A bandage left inside a patient is a straight forward issue. But not some of the "cures" used in earlier times on tuberculosis victims. Some were placed in tents so that they could get fresh air - a treatment that sometimes hastened death. We could certainly demand answers for that. But all we could learn is how far modern medicine has progressed since then.

It's the same with many issues before the Waitangi Tribunal. I listened to someone at a hearing blame the Crown for not building enough hospitals in Maori areas in the 19th century. When it was explained that the prevailing wisdom until the mid 20th century was that hospitals rarely cured people - Maori or Pakeha - and were regarded as places most people went to die, the claimant looked astonished.

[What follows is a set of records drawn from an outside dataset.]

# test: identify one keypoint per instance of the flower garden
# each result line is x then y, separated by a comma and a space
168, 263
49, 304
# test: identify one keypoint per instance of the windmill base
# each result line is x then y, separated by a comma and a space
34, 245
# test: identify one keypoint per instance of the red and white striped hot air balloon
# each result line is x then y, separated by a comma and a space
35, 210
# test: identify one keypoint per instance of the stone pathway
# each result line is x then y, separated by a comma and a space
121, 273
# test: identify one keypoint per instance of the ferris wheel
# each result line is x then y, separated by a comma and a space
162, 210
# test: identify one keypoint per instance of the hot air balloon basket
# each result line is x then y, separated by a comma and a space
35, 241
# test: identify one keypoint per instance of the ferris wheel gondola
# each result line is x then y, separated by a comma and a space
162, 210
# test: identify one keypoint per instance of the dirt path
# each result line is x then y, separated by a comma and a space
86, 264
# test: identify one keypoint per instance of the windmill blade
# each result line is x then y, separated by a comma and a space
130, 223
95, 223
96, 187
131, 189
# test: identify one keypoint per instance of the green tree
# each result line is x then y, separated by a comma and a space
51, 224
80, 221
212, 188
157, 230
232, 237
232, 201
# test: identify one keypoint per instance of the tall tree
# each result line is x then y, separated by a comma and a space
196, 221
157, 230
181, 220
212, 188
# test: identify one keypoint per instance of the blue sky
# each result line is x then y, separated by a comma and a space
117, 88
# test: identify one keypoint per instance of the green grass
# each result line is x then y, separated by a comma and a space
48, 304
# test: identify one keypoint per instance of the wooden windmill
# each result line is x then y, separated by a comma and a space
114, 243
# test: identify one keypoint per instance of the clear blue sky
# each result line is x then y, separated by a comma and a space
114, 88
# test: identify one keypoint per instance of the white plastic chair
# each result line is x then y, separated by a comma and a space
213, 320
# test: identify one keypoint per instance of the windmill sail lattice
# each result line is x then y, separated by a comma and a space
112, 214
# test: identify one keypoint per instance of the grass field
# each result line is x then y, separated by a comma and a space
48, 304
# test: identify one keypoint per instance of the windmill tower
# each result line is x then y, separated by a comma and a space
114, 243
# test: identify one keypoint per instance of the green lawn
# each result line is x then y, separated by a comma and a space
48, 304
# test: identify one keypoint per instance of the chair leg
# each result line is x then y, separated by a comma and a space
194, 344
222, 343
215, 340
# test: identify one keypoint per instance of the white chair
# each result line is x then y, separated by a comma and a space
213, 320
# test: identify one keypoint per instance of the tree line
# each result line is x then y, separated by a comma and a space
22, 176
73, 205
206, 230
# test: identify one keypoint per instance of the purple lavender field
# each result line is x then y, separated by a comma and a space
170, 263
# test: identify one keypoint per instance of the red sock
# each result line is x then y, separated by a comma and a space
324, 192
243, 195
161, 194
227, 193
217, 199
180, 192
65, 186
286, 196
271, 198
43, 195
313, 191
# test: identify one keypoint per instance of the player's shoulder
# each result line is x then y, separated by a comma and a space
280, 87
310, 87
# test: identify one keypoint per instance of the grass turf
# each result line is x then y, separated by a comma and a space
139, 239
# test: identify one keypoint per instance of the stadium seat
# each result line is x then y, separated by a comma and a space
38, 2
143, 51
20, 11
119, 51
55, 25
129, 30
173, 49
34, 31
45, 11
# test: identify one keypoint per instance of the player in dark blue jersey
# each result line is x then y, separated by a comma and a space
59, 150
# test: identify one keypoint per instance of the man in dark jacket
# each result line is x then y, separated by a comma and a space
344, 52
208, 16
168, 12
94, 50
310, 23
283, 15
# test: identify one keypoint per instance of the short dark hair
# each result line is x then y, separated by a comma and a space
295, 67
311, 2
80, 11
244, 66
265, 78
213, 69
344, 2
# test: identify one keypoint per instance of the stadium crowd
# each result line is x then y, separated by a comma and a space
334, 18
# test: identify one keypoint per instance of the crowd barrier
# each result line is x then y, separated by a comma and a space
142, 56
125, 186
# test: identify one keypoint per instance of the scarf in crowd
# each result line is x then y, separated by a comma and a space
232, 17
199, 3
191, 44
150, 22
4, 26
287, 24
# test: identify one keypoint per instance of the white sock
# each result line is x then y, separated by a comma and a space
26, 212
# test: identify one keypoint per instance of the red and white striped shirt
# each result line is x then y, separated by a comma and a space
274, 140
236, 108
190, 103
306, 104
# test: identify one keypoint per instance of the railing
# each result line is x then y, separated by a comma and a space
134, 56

Accepting the reality that medical knowledge at any one time is imperfect, that accidents will always happen, and that often no one is to blame but oneself, is something many can't understand. Today's urge to hold others accountable for their own stupidity or for a lack of omniscience has grown to ridiculous proportions. What drives the Blame Culture? Is it the politicians who are too ready to pay out on complaints? Lawyers touting for work on a no win, no fee basis? Or a minute of celebrity status on TV for so-called victims who are really digging for gold? Whatever, a correction will eventually take place. In the end, those who aren't prepared to accept the realities of life or responsibility for the choices they exercise, will always be hobbled by grievance and unhappiness.